In some areas. people don't set their thermostat lower then 80 in the summer. And that is on houses with 2 floors. So their return air temp is often above 80° the whole time the A/C is running.

A/C's are rated at a 95° outdoor temp and an indoor temp of 80° at 51% RH. They have a safe continuous operating condition with an indoor temp of 80° and 68% RH.

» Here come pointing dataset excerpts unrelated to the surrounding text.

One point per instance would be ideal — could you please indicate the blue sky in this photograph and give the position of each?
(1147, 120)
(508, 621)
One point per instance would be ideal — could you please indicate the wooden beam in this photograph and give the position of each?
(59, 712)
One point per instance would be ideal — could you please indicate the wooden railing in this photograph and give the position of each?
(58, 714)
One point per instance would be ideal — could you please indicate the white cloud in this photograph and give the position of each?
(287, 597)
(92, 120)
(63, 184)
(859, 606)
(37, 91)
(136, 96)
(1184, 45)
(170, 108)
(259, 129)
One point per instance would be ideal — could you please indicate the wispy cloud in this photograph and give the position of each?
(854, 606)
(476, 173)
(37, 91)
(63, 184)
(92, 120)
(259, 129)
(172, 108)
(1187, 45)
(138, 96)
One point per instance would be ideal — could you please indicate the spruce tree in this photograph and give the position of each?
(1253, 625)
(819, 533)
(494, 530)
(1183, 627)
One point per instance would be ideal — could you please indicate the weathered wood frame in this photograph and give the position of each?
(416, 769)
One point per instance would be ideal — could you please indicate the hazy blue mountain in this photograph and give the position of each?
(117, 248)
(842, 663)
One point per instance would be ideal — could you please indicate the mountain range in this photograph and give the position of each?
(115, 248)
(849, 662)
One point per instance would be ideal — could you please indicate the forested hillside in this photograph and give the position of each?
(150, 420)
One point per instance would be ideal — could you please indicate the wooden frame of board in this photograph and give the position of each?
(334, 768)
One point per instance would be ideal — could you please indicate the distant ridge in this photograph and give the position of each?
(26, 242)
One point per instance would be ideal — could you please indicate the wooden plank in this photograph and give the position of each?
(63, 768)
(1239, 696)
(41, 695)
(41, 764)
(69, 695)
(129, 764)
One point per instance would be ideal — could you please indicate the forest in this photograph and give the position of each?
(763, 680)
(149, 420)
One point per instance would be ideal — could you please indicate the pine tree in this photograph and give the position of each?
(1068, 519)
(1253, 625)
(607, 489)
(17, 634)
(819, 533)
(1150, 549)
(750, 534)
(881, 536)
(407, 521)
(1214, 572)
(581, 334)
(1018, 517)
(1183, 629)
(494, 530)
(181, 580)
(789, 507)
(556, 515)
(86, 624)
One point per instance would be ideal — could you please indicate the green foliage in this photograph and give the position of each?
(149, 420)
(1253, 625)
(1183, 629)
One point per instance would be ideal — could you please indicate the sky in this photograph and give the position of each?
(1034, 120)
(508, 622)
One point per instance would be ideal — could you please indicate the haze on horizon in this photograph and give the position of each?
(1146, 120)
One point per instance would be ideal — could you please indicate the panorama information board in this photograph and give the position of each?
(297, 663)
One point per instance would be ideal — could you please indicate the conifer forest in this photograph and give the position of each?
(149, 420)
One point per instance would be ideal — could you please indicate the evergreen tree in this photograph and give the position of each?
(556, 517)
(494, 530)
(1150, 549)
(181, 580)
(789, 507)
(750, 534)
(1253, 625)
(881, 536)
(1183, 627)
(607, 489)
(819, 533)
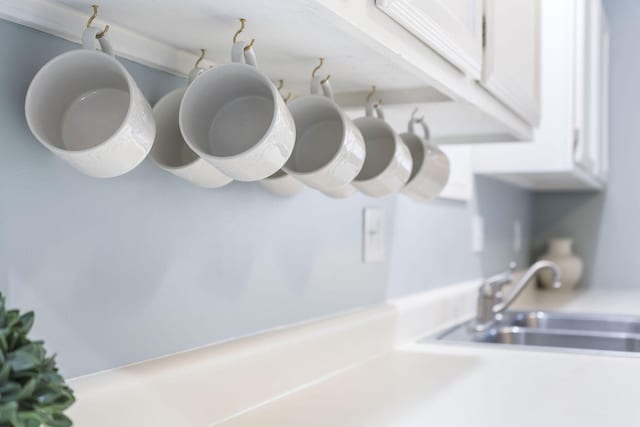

Which also makes it safe to operate them with an indoor temp of 83° with 59% RH, 85° with 54% RH, or at 90° with a RH of 42%. All of these posted indoor conditions, have the same amount of heat per pound of air. So the A/C is not working any harder at any of the indoor temps I listed in red.


----------



## Big Dawg (Aug 10, 2010)

Thanks again...that was very helpful. 
Off goes the upstairs AC!

Hmm...just had another thought.
Since the upstairs unit is probably only use once a year for a week, when the grand-kids come to visit. Is it advisable or even necessary to run the upstairs AC (maybe set at 83 or 84 degrees) during the summer even when they are not here (then lower the temp when they come) just to keep the seals lubricated and other parts working properly?
In other words, since I think we have established that it isn't necessary to run the upstairs AC to help the downstairs AC, is it still advisable to run to protect and prolong the life of the upstairs AC itself?


----------



## artbuc (Dec 4, 2008)

Big Dawg said:


> Thanks again...that was very helpful.
> Off goes the upstairs AC!
> 
> Hmm...just had another thought.
> ...


Hey Dawg, consider yourself VERY lucky that you have adequate returns located high in your great room/2 story foyer. I have the same house design as you with one puny return up high tied into the 2nd floor A/C. I have a massive pocket of hot air even with both units running. I can't see any practical way to resolve the problem so we just live with it with the help of box fans.


----------



## Big Dawg (Aug 10, 2010)

artbuc
Sorry about that...when we designed and built our home, I worked with the HVAC people to make sure that with all the open space from the downstairs to the upstairs, the large 2 story palladium window in the foyer and the large arched windows over both sets of french doors on either side of the fire place in the Great Room would not create hot and cold spots in the house.
I guess I am lucky because we have never suffered from too hot upstairs in the summer nor too cool downstairs in the winter. Of course double pane windows and way over code insulation helped. 
I curious though, our HVAC company put the large return vents high up on the wall in the great room as well as down low to both be controlled by the main HVAC system, not the upstairs. Are you sure that the returns you see on the wall high up in your great room is connected to the upstairs unit not the main level unit? Also, if for some reason your upper returns are controlled by the upstairs system, I would think you could gain access to the small returns entry point on the wall and increase the size back to the furnace. Your HVAC people may have to re-balance everything, but I've been told you can never have too many returns.


----------



## artbuc (Dec 4, 2008)

Yep, it is tied into upstairs unit, no doubt about that. It is physically possible to get it connected to the downstairs unit and/or increase it (ie, use two wall cavites instead of one), but it isn't worth the effort. Five or ten years ago I would have done it, but not now.


----------



## artbuc (Dec 4, 2008)

beenthere said:


> Check the humidity in the upstairs since you have the A/C off. if its staying under 60%, no problem. if its going over 60%, then set the upstairs stat to a high temp as suggested above.
> 
> Other then that. Your first floor running more and longer, won't harm it. They are made to have long run times.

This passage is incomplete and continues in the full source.